A Good Job so Far, but How Much Is in the Tank?
Philips CEO Frans van Houten deserves quite a lot of credit for leading Philips' turnaround to this point, and three straight good quarters (despite a worsening operating environment pretty much around the globe) is a noteworthy accomplishment.

As I've said, though, I have my concerns about the durability/sustainability of this turnaround. I think Philips may actually emerge as a leader in lighting, if for no other reason than GE and Siemens have seemed to deprioritize these businesses after years of disappointment. On the healthcare side, though, I question whether the company can keep up with rivals like GE, Siemens and Hologic, and whether reimbursement will continue to support growth in imaging and respiratory care. Likewise, I question whether Philips can win the long-term battle in consumer appliances against its Korean and Chinese rivals.

The Bottom Line
My biggest concern with Philips as a stock, though, is the level of expectations already in the stock price. Today's price already seems to assume that Philips is going to lift its free cash flow margin into the mid-to-high single digits.

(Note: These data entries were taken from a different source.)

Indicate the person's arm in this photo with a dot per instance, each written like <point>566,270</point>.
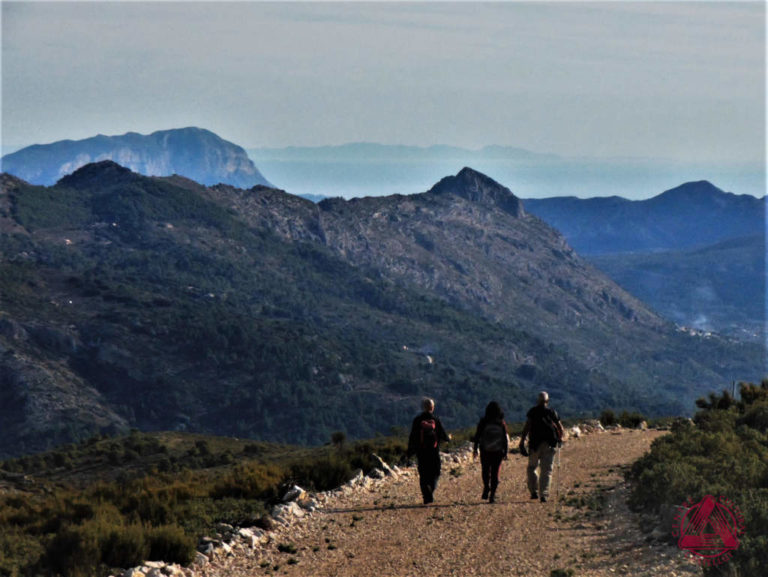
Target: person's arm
<point>412,441</point>
<point>476,439</point>
<point>524,434</point>
<point>441,434</point>
<point>506,439</point>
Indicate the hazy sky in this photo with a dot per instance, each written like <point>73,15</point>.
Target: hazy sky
<point>678,80</point>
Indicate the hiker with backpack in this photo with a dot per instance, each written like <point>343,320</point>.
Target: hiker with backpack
<point>546,433</point>
<point>492,439</point>
<point>424,441</point>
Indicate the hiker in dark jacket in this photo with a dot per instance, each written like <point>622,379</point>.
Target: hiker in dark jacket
<point>546,433</point>
<point>492,439</point>
<point>424,440</point>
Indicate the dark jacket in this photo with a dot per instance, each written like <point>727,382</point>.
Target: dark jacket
<point>415,438</point>
<point>492,432</point>
<point>542,420</point>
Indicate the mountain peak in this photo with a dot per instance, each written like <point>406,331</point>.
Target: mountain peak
<point>97,173</point>
<point>477,187</point>
<point>196,153</point>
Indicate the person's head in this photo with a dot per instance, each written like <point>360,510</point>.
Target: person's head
<point>493,411</point>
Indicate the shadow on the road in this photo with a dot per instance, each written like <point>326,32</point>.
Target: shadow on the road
<point>431,506</point>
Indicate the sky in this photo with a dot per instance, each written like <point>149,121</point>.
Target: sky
<point>675,80</point>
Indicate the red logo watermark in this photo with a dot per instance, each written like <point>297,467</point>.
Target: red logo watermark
<point>709,530</point>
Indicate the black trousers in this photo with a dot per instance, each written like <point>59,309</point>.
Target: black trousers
<point>429,473</point>
<point>490,463</point>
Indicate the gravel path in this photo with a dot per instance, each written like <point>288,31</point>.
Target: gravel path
<point>386,532</point>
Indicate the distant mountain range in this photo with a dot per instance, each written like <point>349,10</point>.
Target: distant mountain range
<point>160,303</point>
<point>721,287</point>
<point>369,169</point>
<point>195,153</point>
<point>694,214</point>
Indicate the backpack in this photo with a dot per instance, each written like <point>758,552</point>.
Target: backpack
<point>493,437</point>
<point>428,434</point>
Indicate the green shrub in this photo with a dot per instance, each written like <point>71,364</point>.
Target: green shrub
<point>631,420</point>
<point>608,418</point>
<point>75,551</point>
<point>724,453</point>
<point>125,546</point>
<point>323,474</point>
<point>249,482</point>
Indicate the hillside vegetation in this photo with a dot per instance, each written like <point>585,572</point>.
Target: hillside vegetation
<point>116,502</point>
<point>723,452</point>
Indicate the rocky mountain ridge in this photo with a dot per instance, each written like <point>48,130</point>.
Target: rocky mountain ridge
<point>691,215</point>
<point>193,152</point>
<point>255,313</point>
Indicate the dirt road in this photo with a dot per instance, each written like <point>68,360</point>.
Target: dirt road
<point>386,532</point>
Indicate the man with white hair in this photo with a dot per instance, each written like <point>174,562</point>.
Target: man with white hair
<point>546,432</point>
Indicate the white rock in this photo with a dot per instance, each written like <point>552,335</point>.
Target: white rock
<point>201,560</point>
<point>295,493</point>
<point>383,465</point>
<point>377,473</point>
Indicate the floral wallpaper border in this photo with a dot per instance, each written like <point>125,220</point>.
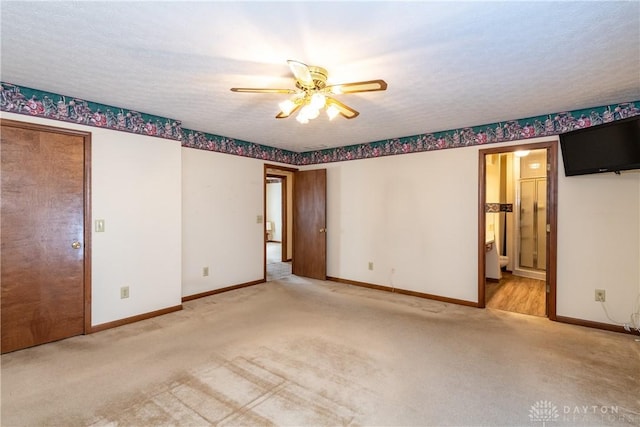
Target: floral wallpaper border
<point>532,127</point>
<point>23,100</point>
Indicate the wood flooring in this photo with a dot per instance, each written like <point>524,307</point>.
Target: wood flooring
<point>517,294</point>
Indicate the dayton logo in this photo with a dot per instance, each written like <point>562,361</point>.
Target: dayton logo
<point>543,411</point>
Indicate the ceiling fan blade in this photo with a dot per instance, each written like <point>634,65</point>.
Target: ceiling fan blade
<point>261,90</point>
<point>345,111</point>
<point>367,86</point>
<point>302,73</point>
<point>283,115</point>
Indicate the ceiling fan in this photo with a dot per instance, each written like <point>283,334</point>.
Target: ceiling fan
<point>312,93</point>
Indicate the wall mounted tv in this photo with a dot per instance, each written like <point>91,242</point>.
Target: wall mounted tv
<point>610,147</point>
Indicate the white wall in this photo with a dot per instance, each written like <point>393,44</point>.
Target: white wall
<point>415,217</point>
<point>136,189</point>
<point>222,197</point>
<point>598,244</point>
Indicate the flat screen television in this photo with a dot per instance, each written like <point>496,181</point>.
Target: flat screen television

While that's not really ambitious at all relative to comparables like GE or Siemens, it's something this company hasn't done in over a decade. So while it's true that there's plenty of potential in Philips if the company can become a consistent double-digit ROIC generator and deliver free cash flow conversion margins in the low teens, that would seem to be a pretty ambitious call. Nevertheless, Philips is not all that expensive today on a trailing EV/EBTIDA basis, and that solid 3% dividend yield gives investors a reason to hang on and see if Philips really is capable of delivering top-tier performance.

At the time of writing, Stephen D. Simpson did not own any shares in any company mentioned in this article.